Some have questioned whether some of the hostages may have been accidentally killed by the Philippines police during the chaotic firefight aboard the bus in the final minutes of the showdown.
The Philippines government has already admitted to making errors. Today, it called on the media to work with it to restrain coverage of future stand-offs, according to AFP.
Philippines police were faulted for not better controlling media coverage of the hostage crisis. The hostage-taker was able to view live TV coverage from a monitor inside the bus, and began shooting hostages shortly after seeing on TV the police arresting his brother near the bus, according to AFP.
In Hong Kong, an anti-Philippines backlash was running high. One politician said she had fired her Filipina maid and encouraged others to do the same, according to a video posted to YouTube and translated at the EastSouthWestNorth blog. (More than 100,000 Filipinos work in the territory, most of them women working as maids.)

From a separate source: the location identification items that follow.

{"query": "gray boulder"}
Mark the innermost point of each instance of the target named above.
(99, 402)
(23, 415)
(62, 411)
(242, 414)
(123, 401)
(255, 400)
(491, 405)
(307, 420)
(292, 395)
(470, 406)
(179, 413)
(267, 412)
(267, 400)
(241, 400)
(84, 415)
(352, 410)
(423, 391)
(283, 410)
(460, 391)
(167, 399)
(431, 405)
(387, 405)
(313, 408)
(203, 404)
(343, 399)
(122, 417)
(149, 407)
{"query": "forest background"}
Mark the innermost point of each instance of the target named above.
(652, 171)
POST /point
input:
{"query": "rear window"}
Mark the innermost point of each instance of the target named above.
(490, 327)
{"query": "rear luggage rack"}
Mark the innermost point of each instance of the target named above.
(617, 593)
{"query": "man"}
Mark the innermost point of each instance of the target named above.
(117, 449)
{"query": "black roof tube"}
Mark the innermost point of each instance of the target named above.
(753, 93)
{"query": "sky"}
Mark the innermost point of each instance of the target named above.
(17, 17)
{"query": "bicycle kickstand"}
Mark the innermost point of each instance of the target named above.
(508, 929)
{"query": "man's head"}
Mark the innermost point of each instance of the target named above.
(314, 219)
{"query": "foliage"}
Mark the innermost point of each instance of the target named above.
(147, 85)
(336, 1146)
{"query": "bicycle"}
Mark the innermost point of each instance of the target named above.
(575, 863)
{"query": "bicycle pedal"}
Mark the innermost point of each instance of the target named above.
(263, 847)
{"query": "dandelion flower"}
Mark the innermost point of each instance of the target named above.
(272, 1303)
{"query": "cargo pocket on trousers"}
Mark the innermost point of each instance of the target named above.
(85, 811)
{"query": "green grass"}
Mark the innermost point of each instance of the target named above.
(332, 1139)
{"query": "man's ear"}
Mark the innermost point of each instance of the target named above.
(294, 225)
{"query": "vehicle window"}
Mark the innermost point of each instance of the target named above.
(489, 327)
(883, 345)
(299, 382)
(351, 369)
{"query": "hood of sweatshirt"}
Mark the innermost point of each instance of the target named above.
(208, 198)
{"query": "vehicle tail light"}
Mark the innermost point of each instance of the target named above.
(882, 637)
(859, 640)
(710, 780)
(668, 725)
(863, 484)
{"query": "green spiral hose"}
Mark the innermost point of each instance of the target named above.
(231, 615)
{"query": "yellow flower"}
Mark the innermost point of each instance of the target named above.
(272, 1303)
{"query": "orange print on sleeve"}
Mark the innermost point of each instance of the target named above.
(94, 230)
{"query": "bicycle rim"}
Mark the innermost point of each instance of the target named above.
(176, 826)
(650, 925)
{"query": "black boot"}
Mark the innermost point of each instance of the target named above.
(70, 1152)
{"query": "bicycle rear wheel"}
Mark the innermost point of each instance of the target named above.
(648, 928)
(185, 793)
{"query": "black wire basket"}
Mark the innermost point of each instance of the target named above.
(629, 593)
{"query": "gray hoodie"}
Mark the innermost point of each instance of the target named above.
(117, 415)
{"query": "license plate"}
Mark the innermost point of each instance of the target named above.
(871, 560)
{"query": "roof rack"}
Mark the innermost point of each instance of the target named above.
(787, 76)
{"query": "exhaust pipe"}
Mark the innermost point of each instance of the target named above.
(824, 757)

Hong Kong movie star Jackie Chan came in for a hail of Internet abuse from Hong Kong nationalists after he "tweeted" remarks that were viewed as too sympathetic to the Philippines police, such as the following: "If they killed the guy (hijacker) sooner, they will say why not negotiate first? If they negotiate first, they ask why not kill the guy sooner? So sad."
Chan later apologized in a statement posted on his website, but insisted his remarks had been mistranslated.
Tens of thousands joined a march in Hong Kong on Sunday to mourn the victims.
Meanwhile, one of the surviving hostages wrote a first-person account of the ordeal, published in Hong Kong's Ming Pao weekly and translated by ESWN. In the account, Lee Ying Chuen says the hostages at several points mulled the idea of trying to overpower the gunman.
"Why did we waver?" Lee wrote. "Because we were afraid, because we thought that the gunman did not really want to kill anyone, because we thought that the matter would be peacefully resolved and, of course, our biggest mistake was to overestimate the capabilities of the local police."
The gunman had also spaced out the hostages two to a row, one on each side of the aisle, to prevent them from more easily banding together, Lee wrote.
Hong Kong's Apple Daily produced one of its infamous animated news clips of the hostage crisis, using details from news reports and a dramatic re-creation to show what may have happened on the bus.